In Godel's first incompleteness theorem, what is the appropriate notion of interpretation function?
I've always interpreted this notion in the following way. $ \def\eq{\leftrightarrow} \def\t{\text} \def\pa{\t{PA}} \def\th{\t{Th}} \def\prf{\t{Proof}} \def\prov{\t{Prov}} \def\box{\square} \def\nn{\mathbb{N}} \def\str#1{{``\text{#1}\!"}} $
Formal system interpretation
Take any formal systems $S,T$.
We say that $S$ interprets $T$ via $ι$ iff $ι$ is a computable translation from sentences over $T$ to sentences over $S$ such that all the following hold for any sentences $φ,ψ$ over $T$:
(Ι1) $S \nvdash ι(\bot)$.
(Ι2) If $S \vdash ι(φ)$ and $S \vdash ι(φ \to ψ)$ then $S \vdash ι(ψ)$.

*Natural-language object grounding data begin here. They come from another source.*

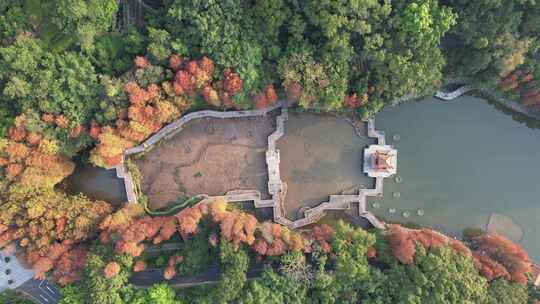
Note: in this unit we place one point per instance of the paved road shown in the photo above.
(149, 277)
(41, 292)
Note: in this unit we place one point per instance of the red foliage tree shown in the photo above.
(498, 249)
(141, 62)
(111, 270)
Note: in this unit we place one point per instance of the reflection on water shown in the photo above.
(460, 162)
(319, 155)
(97, 184)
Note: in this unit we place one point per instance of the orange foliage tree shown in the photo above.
(497, 256)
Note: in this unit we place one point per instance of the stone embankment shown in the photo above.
(276, 187)
(507, 103)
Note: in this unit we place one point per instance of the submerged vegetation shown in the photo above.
(76, 81)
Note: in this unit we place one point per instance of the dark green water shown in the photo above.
(460, 161)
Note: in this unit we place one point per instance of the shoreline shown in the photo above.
(510, 105)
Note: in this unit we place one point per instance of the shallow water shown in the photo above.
(460, 161)
(97, 184)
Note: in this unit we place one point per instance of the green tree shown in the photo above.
(223, 31)
(272, 288)
(441, 275)
(86, 19)
(234, 265)
(11, 297)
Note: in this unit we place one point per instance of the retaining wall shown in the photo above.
(276, 187)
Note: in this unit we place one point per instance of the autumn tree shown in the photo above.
(235, 265)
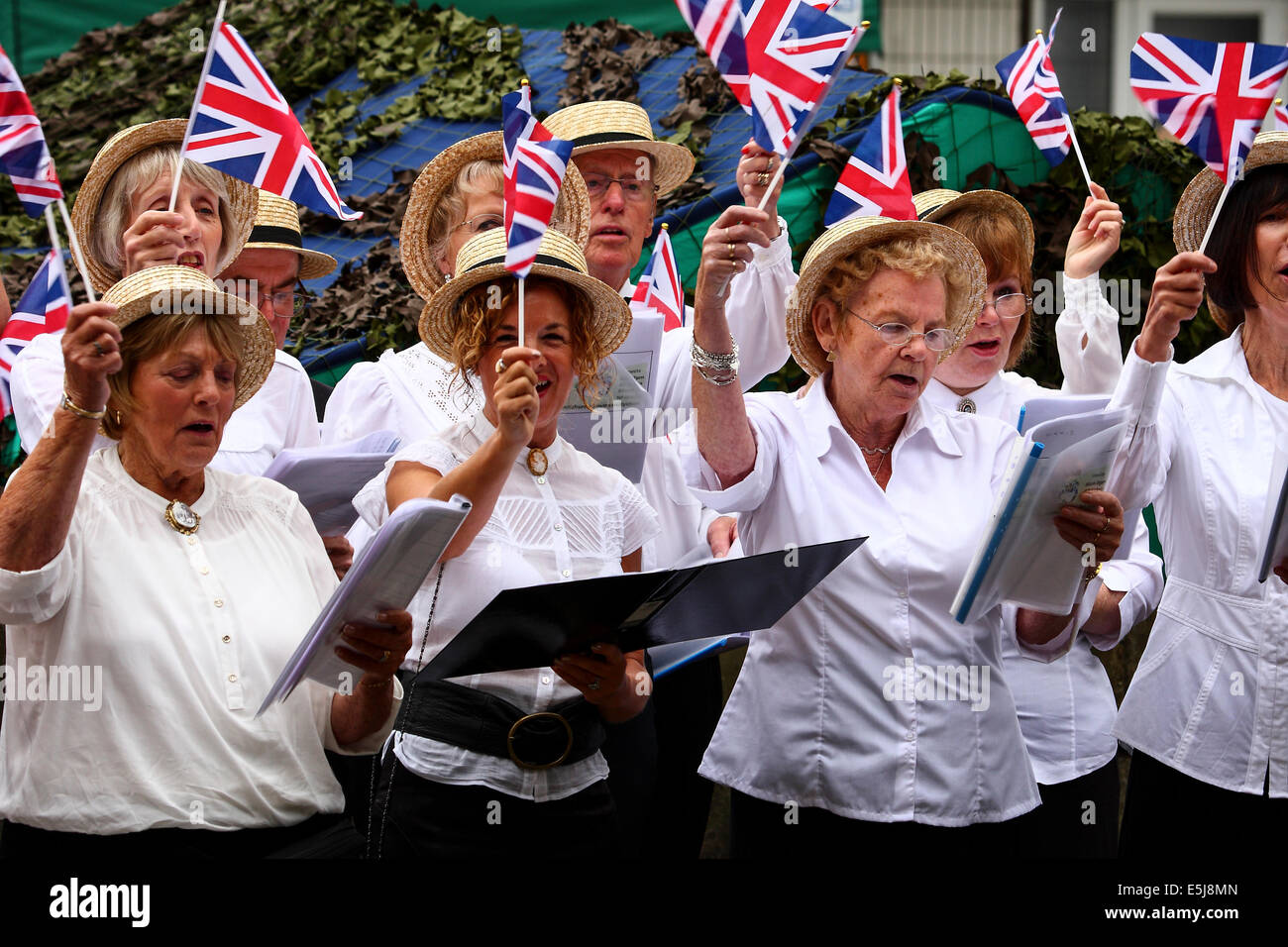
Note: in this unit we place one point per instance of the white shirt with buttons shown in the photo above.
(187, 633)
(1210, 696)
(829, 709)
(576, 521)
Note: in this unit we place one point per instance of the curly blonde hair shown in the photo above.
(917, 258)
(477, 316)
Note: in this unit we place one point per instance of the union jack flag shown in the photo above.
(535, 165)
(43, 308)
(1211, 95)
(1034, 90)
(243, 127)
(24, 155)
(875, 180)
(660, 287)
(717, 27)
(795, 53)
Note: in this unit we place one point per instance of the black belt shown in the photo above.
(485, 723)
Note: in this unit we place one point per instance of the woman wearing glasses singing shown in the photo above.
(1067, 707)
(867, 714)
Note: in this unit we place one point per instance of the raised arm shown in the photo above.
(38, 504)
(482, 475)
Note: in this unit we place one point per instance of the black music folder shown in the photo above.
(531, 626)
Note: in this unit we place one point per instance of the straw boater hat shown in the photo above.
(603, 125)
(845, 240)
(572, 210)
(123, 146)
(160, 290)
(938, 204)
(1198, 201)
(277, 227)
(482, 260)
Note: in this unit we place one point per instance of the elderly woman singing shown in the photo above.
(812, 720)
(542, 512)
(183, 590)
(1207, 709)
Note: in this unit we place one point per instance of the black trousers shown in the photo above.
(419, 818)
(320, 836)
(1077, 818)
(763, 830)
(1170, 814)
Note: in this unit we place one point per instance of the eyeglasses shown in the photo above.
(632, 188)
(900, 334)
(482, 223)
(1010, 307)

(Ι3) If $T \vdash φ$ then $S \vdash ι(φ)$.
This definition automatically implies that any formal system that interprets any other formal system is consistent.
It is sufficiently general to include all kinds of formal systems, unlike other definitions I've seen such as the one given in Rautenberg's A concise Introduction to Mathematical Logic, which only makes sense for classical first-order theories.
The 1st incompleteness theorem (non-constructive)
I shall sketch a proof that any formal system that interprets PA (in fact Robinson's Q suffices) and has decidable proof validity can neither prove nor disprove (the translation of) some sentence over PA.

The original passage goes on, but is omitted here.